Canada to start testing some wastewater for polio 'as soon as possible'
Wastewater tests will focus on 'key high-risk municipalities,' says Public Health Agency of Canada
After new reports of polio cases abroad, and virus samples in the wastewater of several other developed countries, Canada intends to start testing wastewater from a number of cities "as soon as possible," CBC News has learned.
The Public Health Agency of Canada (PHAC) already works to monitor polio activity around the world, a spokesperson said in an email response to CBC News questions.

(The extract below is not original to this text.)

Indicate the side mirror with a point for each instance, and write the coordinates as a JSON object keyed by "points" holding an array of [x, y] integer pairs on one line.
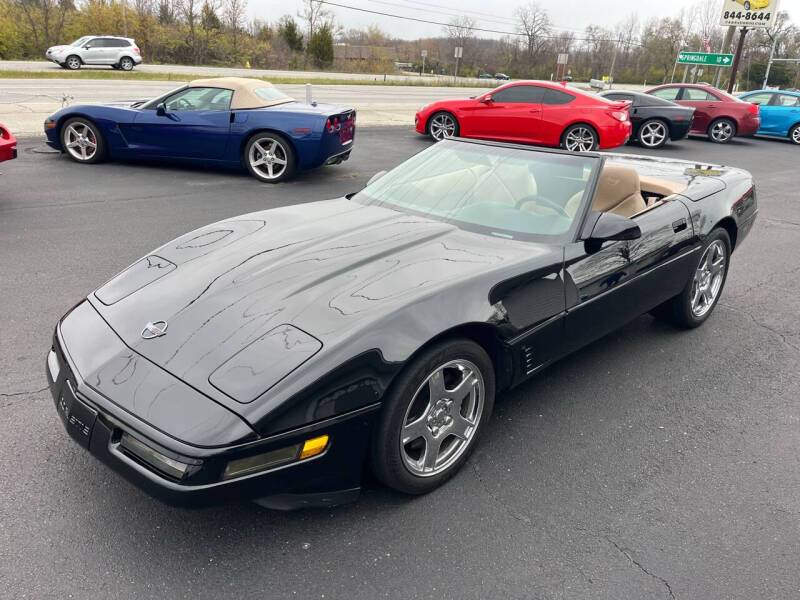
{"points": [[375, 177], [609, 227]]}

Currently, PHAC's National Microbiology Laboratory in Winnipeg does have the diagnostic tools available to test samples for poliovirus. Any suspected positive Canadian samples of poliovirus will be sent to that lab for further laboratory analysis and confirmation, with results shared with the respective local health authorities "so appropriate public health measures can be taken if necessary."
According to the statement, PHAC has been communicating with national and international partners who are experts in this field to finalize a wastewater testing strategy. It will be testing wastewater samples that were collected earlier this year from "key high-risk municipalities" to determine if polio was present prior to the reported international cases.
The agency is not yet sharing which cities or municipalities are involved, a spokesperson said.
However, Eric Arts, a professor at Western University's Schulich School of Medicine and Dentistry who is involved with Ontario's wastewater surveillance initiative, said the province is among the areas engaged in discussions around wastewater testing for polio, as well as monkeypox, which has been spreading globally for months.
"We need to start surveying for a lot of these infectious diseases in our wastewater," Arts said.
Samples will be sent to U.S. for additional confirmation
In terms of polio surveillance, PHAC will also be sending samples to the U.S. Centers for Disease Control and Prevention for additional confirmation.
"However, it is important to acknowledge that accurately testing wastewater for poliovirus is a developing science," the agency's statement continued. "For example, wastewater detections can be affected by extreme precipitation events, such as flooding in a community."
Arts said identifying actual poliovirus in water can also be challenging due to a type of polio vaccine used in certain countries — a modified form of the virus which is delivered by mouth.
The vaccine can't cause illness, but can be shed in human waste which winds up in sewer systems, and in some instances may evolve back into a form of the virus that could lead to disease. Typically, though, any samples would simply be catching vaccine-derived polio, not a harmful pathogen.
"It's sometimes hard to determine what is actual poliovirus circulating versus the oral polio vaccine that's circulating," said Arts, who added it may show up in Canadian wastewater through individuals who've moved from countries where they were given the oral vaccine.
"It doesn't mean there's circulating polio in our population," he said.
Reports of polio in U.S., U.K., Israel
But instances of polio infections have been reported this year in other countries where the virus isn't typically found.
On Wednesday, British health authorities announced they will offer a polio booster dose to children aged one to nine in London, after finding evidence the virus has been spreading in multiple regions of the capital.
The agency said it was working closely with health authorities in the U.S. and Israel, as well as the World Health Organization, to investigate the links between polio viruses detected in those two countries.
In July, Israel announced a recent outbreak of polio infections appeared to be under control, after multiple people became infected, including a Jerusalem girl who was paralyzed and now requires rehabilitation, according to the Jerusalem Post.
More recently, in the state of New York, one unvaccinated young adult suffered paralysis after a polio infection in Rockland County — an area known for low vaccination rates — which marked the first case reported in the U.S. in nearly a decade.
Outbreaks also remain common in Afghanistan, Pakistan, and parts of Africa — areas of the world where vaccination efforts have not yet eradicated the virus.
Polio can often be asymptomatic, but in some cases, the viral infection can lead to paralysis or death.